Background
So for some context before my question, I have an enum, let's call it my_enum
. It has 5 possible values, all single characters: Z
, Y
, X
, W
, and V
. My documents can have 0 or more of these values in their my_enum
field.
My goal is to write a search query where a user can specify any subset of those enums (e.g. [Z, X, W]
) and I will return any documents that have a my_enum
field which is a subset of the specified set. So for a query asking for [Z, X, W]

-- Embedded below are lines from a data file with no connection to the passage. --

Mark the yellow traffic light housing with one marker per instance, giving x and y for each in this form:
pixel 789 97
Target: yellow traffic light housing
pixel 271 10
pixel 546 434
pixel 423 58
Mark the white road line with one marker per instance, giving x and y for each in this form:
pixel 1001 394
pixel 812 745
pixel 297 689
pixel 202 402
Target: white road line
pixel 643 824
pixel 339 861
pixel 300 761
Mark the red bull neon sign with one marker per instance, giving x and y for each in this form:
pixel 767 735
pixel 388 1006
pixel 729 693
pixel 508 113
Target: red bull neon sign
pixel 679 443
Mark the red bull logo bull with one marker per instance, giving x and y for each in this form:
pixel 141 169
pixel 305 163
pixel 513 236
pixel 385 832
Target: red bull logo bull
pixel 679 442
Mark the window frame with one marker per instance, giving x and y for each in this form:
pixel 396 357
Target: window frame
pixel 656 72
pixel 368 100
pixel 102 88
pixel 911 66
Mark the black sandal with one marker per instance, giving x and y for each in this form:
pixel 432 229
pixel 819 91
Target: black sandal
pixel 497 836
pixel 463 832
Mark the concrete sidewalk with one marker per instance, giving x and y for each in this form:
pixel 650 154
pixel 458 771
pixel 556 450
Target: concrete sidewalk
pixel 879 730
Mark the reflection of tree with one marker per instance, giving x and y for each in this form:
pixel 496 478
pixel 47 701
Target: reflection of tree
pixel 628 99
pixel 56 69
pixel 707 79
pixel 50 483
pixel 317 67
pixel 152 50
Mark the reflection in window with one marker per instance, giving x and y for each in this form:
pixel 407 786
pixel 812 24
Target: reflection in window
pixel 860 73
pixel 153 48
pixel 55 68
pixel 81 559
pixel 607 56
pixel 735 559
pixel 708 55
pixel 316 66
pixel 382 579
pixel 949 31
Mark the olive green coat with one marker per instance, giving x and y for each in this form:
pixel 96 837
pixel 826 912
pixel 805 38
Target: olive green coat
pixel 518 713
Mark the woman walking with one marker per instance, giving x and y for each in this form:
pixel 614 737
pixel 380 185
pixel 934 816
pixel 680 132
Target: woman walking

I would return any documents that have the following my_enum
values:
[Z, X, W]
[Z, X]
[X, W]
[Z, W]
[Z]
[X]
[W]
[]
Solutions
I believe I've written two queries that return equivalent results. Here is an example for a search for the set [Z, X, W]
:
Using query_string
POST /oracle_cards/_search
{
"size": 100,
"query": {
"query_string": {
"default_field": "my_enum",
"query": "(Z -Y X W -V) OR (-Z -Y -X -W -V)"
}
},
"sort": [
{
"_id": {
"order": "desc"
}
}
]
}
Using bool
POST /oracle_cards/_search
{
"size": 100,
"query": {
"bool": {
"should": [
{
"match": {
"my_enum": "Z"
}
},
{
"match": {
"my_enum": "W"
}
},
{
"match": {
"my_enum": "X"
}
},
{
"bool": {
"must_not": [
{
"exists": {
"field": "my_enum"
}
}
]
}
}
],
"must_not": [
{
"match": {
"my_enum": "Y"
}
},
{
"match": {
"my_enum": "V"
}
}
]
}
},
"sort": [
{
"_id": {
"order": "desc"
}
}
]
}
My Question
This query should be as fast as possible, so my question is: will one of these perform better than the other? If so, why? I imagine the query_string
will be less performant because it has to parse the query string first, but I'm not sure as I can't find any documentation about it.